We suspected that Governor Stevens, who again pondered today why many local forecasters are so pessimistic, might drink from his familiar “half-full” glass today and, indeed, there were flourishes of constructiveness around housing, in particular. These, however, were tempered by more sober references to uncertainty and risks. The Governor, of course, did an exemplary job explaining the current thinking of the Bank – he always does. The problem is that the current outlook is shrouded in so much uncertainty that drawing firm conclusions is fraught and, perhaps, even pointless until some of the doubts are resolved.
Interestingly, Stevens declined to give stubbornly-high AUD another kick lower, despite the Governor being offered the ideal opportunity in the Q&A session. There was, for example, no return to describing AUD as “uncomfortably high”, a phrase officials had favoured as recently as December. Instead, the Governor repeated the mantra that a lower AUD would aid the rebalancingin the economy. The lift in resource exports alone will not be sufficient to fill the growth gap left by falling investment in the resources sector, which will “decline significantly”.

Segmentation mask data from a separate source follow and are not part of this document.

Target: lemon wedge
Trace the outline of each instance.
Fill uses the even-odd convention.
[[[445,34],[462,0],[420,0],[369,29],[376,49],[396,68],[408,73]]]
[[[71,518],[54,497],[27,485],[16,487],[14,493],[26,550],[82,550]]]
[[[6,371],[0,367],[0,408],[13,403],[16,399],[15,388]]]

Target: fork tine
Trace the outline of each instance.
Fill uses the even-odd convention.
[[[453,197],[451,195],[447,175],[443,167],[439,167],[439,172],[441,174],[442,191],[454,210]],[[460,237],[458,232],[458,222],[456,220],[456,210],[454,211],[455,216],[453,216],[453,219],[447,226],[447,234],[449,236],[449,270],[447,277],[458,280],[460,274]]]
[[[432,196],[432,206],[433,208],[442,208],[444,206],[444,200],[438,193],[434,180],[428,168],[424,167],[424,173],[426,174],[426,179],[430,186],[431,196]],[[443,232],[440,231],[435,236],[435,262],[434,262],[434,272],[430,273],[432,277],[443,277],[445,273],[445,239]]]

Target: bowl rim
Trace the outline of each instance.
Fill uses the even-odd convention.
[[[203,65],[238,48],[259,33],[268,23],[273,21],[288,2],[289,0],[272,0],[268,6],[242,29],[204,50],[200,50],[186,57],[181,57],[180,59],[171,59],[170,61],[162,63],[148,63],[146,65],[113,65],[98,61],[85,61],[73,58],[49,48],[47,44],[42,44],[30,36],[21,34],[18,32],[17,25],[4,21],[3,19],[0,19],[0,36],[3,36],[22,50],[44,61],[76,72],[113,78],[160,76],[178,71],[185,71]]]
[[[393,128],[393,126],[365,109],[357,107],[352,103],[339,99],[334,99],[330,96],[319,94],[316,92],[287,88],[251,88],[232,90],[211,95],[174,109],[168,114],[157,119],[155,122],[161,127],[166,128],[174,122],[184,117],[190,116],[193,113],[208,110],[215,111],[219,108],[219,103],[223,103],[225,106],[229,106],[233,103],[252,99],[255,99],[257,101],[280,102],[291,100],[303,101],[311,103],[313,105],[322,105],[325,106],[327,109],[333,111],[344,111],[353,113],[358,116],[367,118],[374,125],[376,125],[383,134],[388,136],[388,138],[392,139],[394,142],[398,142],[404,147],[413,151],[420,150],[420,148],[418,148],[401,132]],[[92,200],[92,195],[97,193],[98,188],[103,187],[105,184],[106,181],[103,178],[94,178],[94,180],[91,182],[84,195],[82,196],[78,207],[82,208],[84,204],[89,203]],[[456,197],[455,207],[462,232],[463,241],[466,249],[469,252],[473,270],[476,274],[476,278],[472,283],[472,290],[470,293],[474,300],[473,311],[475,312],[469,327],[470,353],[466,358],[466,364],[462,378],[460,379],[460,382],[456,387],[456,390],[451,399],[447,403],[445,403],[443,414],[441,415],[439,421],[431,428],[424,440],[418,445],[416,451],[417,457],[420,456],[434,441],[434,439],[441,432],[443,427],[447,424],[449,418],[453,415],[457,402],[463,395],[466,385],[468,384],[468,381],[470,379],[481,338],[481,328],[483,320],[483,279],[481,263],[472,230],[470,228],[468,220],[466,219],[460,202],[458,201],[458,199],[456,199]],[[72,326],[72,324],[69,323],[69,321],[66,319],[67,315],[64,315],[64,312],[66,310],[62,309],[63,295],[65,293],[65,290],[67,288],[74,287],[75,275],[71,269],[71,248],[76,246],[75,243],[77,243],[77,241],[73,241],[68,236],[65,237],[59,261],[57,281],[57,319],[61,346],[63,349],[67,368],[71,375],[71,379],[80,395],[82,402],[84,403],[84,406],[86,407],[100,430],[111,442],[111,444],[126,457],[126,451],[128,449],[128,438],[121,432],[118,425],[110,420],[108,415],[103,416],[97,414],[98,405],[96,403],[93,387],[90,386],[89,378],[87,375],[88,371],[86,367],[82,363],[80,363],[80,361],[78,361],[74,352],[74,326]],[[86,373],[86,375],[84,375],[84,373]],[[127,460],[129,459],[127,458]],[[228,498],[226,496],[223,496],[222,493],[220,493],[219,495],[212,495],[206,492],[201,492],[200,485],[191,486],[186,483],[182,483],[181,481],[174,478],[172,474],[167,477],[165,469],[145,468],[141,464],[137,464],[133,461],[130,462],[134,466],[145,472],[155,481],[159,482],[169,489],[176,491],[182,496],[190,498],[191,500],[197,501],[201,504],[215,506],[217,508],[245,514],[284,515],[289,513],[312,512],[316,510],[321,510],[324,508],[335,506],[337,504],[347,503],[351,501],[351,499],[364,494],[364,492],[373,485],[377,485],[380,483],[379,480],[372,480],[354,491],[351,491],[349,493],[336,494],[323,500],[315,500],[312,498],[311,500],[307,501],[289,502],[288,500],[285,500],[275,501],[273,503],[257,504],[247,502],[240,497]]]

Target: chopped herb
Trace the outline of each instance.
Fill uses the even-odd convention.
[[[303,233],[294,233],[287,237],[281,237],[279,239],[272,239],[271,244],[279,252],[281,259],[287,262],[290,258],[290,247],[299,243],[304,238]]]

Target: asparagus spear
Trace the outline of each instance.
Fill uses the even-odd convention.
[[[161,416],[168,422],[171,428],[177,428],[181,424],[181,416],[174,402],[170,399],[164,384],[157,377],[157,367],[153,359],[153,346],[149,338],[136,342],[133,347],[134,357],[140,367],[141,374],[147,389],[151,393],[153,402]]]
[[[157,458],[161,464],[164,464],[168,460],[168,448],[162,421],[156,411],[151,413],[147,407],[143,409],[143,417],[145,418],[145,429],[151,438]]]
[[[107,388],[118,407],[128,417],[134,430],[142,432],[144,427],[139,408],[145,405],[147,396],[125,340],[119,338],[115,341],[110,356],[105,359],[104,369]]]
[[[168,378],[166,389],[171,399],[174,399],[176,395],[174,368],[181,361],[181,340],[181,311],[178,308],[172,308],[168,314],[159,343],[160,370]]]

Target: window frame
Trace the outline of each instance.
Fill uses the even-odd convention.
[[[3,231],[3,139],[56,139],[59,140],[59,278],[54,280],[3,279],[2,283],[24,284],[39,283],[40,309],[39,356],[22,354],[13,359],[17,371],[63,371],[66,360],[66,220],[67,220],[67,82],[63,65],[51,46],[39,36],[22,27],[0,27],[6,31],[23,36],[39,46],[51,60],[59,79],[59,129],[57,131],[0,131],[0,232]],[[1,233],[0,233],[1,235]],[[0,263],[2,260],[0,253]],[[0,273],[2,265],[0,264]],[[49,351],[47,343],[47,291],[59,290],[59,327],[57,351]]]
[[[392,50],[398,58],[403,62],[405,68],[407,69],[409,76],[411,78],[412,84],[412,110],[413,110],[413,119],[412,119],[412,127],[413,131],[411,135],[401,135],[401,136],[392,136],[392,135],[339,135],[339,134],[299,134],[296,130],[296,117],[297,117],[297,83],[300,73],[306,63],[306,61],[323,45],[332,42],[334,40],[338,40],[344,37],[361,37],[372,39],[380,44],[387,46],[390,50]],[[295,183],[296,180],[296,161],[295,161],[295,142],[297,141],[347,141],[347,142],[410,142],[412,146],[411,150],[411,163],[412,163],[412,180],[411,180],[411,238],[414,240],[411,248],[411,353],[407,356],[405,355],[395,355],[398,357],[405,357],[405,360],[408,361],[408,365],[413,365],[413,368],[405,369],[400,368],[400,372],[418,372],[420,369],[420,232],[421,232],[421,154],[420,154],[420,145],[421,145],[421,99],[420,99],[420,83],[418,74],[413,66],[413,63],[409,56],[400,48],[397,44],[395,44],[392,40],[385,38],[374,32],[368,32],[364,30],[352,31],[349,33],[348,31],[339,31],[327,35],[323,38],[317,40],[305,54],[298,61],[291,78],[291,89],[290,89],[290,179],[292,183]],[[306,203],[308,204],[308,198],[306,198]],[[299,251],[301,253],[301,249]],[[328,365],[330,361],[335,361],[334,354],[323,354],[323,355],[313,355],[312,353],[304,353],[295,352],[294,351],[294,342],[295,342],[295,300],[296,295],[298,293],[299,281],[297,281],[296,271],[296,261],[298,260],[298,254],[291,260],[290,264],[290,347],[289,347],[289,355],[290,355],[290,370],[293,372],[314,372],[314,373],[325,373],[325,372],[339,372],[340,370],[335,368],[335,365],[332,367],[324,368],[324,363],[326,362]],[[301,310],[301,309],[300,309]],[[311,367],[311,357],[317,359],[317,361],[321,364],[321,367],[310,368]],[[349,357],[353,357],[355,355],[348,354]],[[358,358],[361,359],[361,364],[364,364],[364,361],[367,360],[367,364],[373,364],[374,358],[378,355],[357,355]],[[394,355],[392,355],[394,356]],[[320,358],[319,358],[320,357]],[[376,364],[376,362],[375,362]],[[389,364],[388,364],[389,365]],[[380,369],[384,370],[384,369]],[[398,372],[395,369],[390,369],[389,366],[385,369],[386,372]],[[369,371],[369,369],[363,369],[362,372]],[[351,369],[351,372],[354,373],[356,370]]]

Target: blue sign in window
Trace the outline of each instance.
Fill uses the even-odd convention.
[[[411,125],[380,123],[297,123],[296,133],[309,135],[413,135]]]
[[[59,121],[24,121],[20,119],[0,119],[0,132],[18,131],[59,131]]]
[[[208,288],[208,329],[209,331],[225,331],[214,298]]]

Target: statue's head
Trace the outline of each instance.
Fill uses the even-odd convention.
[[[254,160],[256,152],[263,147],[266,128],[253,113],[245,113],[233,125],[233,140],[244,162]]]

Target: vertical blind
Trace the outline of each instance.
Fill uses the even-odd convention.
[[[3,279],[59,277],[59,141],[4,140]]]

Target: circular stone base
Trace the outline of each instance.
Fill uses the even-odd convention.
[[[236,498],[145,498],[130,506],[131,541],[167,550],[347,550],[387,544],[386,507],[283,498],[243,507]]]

On inflation, it was interesting that Mr. Stevens hopes the recent CPI data “conveyed at least some genuine information”. This sticks to the theme in official commentary that, although the latest print was unexpectedly high, the staff believes there possibly is loud statistical noise drowning out the signal. Later, Stevens repeated the thinking that inflation will be “consistent with target” from here, partly because of labour market weakness and benign wages growth. And, in answering a question,
Stevens said he didn’t see danger of a serious outbreak of inflation.
Mr. Stevens’ discussion of global themes sounded all too familiar – lift in the US, improvement in Europe and policy tools working in Japan. He delivered an extended discussion of the outlook for China and the problems in the so-called shadow banking system, in particular, but didn’t draw strong conclusions on how all this will play out. On balance, he sounded pretty constructive.

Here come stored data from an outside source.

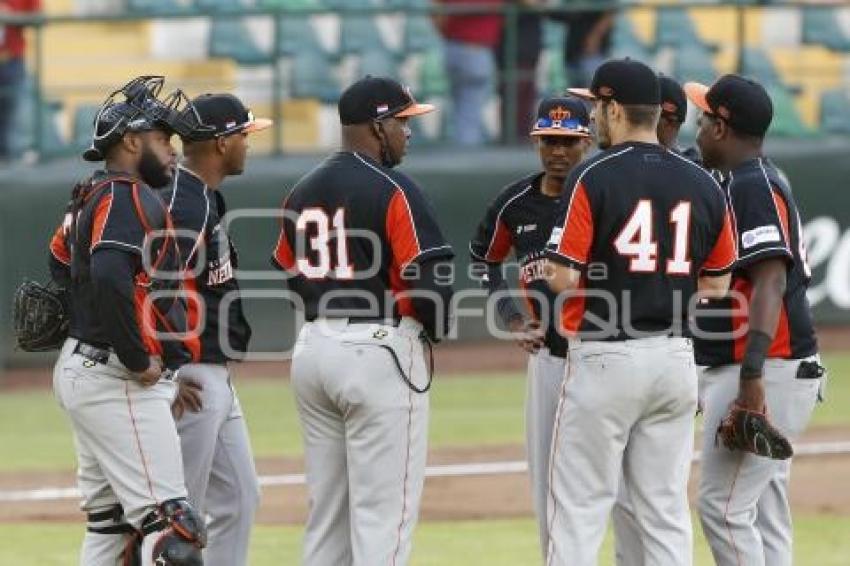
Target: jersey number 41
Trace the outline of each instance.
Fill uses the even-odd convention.
[[[629,271],[655,273],[658,270],[658,241],[653,238],[652,201],[638,201],[629,219],[614,240],[614,248],[630,258]],[[673,257],[667,260],[668,275],[689,275],[691,261],[688,259],[688,239],[691,227],[691,203],[681,201],[670,211],[669,222],[673,226]]]

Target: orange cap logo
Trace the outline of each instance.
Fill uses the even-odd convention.
[[[610,86],[601,86],[599,87],[599,94],[601,96],[614,96],[614,89]]]
[[[570,119],[570,111],[563,106],[556,106],[549,111],[549,118],[553,122],[563,122]]]

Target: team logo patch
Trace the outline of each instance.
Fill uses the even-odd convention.
[[[614,96],[614,89],[610,86],[599,87],[600,96]]]
[[[377,339],[379,339],[379,340],[380,340],[380,339],[382,339],[382,338],[386,338],[386,337],[387,337],[387,336],[389,336],[389,335],[390,335],[390,333],[389,333],[389,332],[387,332],[387,331],[386,331],[386,330],[384,330],[383,328],[379,328],[378,330],[376,330],[376,331],[375,331],[375,333],[374,333],[374,334],[372,334],[372,338],[377,338]]]
[[[741,234],[741,247],[745,250],[759,244],[781,241],[782,235],[779,233],[779,228],[773,224],[759,226]]]
[[[230,121],[230,122],[226,122],[226,123],[224,124],[224,127],[225,127],[225,128],[227,128],[228,130],[229,130],[230,128],[235,128],[235,127],[236,127],[236,120],[232,120],[232,121]]]
[[[665,102],[661,105],[661,109],[665,112],[669,112],[670,114],[675,114],[676,110],[678,110],[679,107],[673,104],[672,102]]]
[[[561,243],[561,234],[564,233],[564,229],[561,227],[555,228],[552,230],[552,236],[549,238],[548,244],[550,246],[557,246]]]
[[[96,364],[91,360],[83,360],[84,368],[93,368]]]
[[[564,120],[569,120],[570,111],[564,108],[563,106],[556,106],[549,111],[549,118],[552,119],[553,122],[563,122]]]
[[[381,104],[377,108],[375,108],[375,112],[378,113],[378,114],[383,114],[384,112],[388,111],[389,109],[390,109],[389,104]]]

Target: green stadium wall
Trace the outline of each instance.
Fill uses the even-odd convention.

The RBA’s public narrative seems not to have changed much at all since the easing bias was dumped back in February. Officials seem content with current policy settings and the level of AUD, for that matter, and seem happy that earlier policy easing is working, particularly in lifting prices and activity in the housing market. In fact, Mr. Stevens indicated after the speech that a “boom” in residential construction is on the way.
The rotation from mining investment as the main source of GDP growth (the “handover”, according to Stevens, from a boom of “truly epic proportions”) remains a work in progress, but officials seem confident there will be sufficient lift outside mining to fill the large growth gap. Indeed, there are “promising signs” in this regard. He sounded more cautious on the outlook for employment, though, and still expects the jobless rate to rise.

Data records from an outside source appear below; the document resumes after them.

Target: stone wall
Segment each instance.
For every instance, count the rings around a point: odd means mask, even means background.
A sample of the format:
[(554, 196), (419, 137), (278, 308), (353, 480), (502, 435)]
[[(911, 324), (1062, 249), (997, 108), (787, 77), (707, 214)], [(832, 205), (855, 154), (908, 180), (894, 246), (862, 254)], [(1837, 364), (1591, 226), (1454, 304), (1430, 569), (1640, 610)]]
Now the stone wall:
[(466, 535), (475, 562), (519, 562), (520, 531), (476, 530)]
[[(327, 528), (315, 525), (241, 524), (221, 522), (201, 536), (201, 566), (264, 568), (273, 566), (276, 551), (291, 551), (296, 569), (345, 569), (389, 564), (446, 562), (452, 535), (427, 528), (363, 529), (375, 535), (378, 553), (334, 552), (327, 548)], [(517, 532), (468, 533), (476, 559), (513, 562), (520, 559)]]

We are less sanguine, and still expect a policy ease later this year. AUD simply refuses to stay below 90 US cents (it touched a 3-month high today), despite the lower terms of trade, the jobless rate still looks likely to keep climbing as the non-mining economy only slowly fills the yawning gap left by the mining capex cliff, and the noises from Canberra still hint at a tough Budget in May.
We expect Treasurer Hockey to unleash a material fiscal drag on top of the tightening already announced, mainly on the expenditure side of the public accounts.